At the Indiana Women's Prison. Lwp Kommunikáció, Flickr CC.
At the Indiana Women’s Prison (established in 1873, the first adult women’s correctional facility in the U.S.). Lwp Kommunikáció, Flickr CC.

Many more men are incarcerated than women, but from 1980 to 2014, the number of women in state and federal prisons rose from just over 13,000 to more than 106,000, making women the fastest growing prison population in the U.S. This drastic increase is due in part to the War on Drugs and the shift to a “tough-on-crime” logic in the 1970s and ‘80s. For women, the mass incarceration era doesn’t just exert tougher penalties; it also carries over an earlier, paternalistic way of disciplining women.
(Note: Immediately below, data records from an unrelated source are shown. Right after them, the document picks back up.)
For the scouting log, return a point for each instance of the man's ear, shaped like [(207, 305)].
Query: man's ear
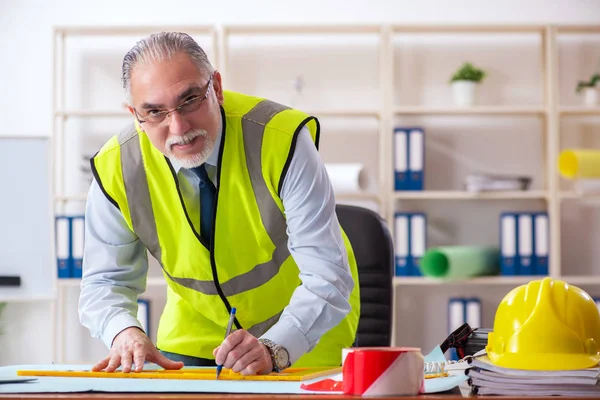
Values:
[(218, 87)]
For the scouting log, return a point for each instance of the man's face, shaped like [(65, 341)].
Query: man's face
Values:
[(187, 135)]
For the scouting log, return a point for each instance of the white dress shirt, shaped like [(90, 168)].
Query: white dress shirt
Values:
[(115, 262)]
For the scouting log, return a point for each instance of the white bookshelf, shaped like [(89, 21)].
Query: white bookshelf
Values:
[(382, 84)]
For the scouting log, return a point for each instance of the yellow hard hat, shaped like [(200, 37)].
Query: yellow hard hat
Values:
[(546, 325)]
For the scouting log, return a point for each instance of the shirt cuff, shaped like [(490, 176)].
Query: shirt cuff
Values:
[(118, 324), (289, 336)]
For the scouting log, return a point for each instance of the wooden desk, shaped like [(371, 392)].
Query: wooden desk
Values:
[(220, 396)]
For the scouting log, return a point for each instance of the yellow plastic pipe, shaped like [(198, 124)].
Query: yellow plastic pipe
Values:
[(579, 163)]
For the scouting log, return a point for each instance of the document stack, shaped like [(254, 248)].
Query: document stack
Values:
[(478, 182), (486, 378)]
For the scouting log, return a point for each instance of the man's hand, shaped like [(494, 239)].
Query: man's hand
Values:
[(242, 352), (132, 345)]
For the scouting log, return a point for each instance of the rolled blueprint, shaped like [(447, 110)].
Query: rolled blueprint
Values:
[(456, 262), (580, 163), (347, 178)]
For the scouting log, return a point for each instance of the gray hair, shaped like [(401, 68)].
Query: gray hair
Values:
[(161, 46)]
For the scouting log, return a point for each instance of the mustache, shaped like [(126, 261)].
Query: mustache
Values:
[(186, 138)]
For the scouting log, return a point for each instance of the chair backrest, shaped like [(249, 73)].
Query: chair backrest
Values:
[(374, 252)]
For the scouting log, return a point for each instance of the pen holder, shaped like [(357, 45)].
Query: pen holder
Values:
[(383, 371)]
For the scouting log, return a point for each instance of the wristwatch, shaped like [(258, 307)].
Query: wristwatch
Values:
[(279, 355)]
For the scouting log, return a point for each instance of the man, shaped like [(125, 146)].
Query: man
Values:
[(228, 193)]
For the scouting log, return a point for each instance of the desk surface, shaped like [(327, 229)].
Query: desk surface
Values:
[(221, 396)]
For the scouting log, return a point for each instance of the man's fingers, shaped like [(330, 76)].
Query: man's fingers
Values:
[(126, 360), (101, 365), (246, 359), (139, 358), (255, 367), (160, 359), (114, 363)]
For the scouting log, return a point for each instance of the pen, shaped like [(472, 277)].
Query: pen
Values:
[(231, 318)]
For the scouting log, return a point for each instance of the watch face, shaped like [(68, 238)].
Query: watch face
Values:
[(282, 358)]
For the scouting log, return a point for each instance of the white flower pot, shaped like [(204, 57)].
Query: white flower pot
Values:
[(464, 93), (591, 96)]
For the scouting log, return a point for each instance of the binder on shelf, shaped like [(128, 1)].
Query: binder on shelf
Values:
[(77, 241), (541, 228), (401, 159), (525, 245), (401, 243), (63, 245), (473, 315), (416, 156), (456, 318), (508, 244), (418, 242), (144, 315)]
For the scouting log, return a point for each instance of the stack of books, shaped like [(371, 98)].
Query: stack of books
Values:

Before mass incarceration, women’s prisons operated under rehabilitative models. These viewed women’s criminal behavior as a result of their vulnerability or dependency, rather than dangerousness. Inmates were sometimes called “girls” and referred to the warden as “daddy.” Later tough-on-crime policies increased security, abolished mandatory counseling, and emphasized order and control in women’s prisons. Still, some contemporary prisons maintain a paternalistic attitude by offering women “treatment” that focuses exclusively their perceived inability to make good choices in the face of challenges from men, drugs, or a history of abuse.

In other words, incarcerated women are hit with a double bind. Strict sentencing policies ignore social context and drastically increase the number of women in prison, while the paternalism of the past shapes how the criminal justice system interprets and judges their behavior and prospects for rehabilitation.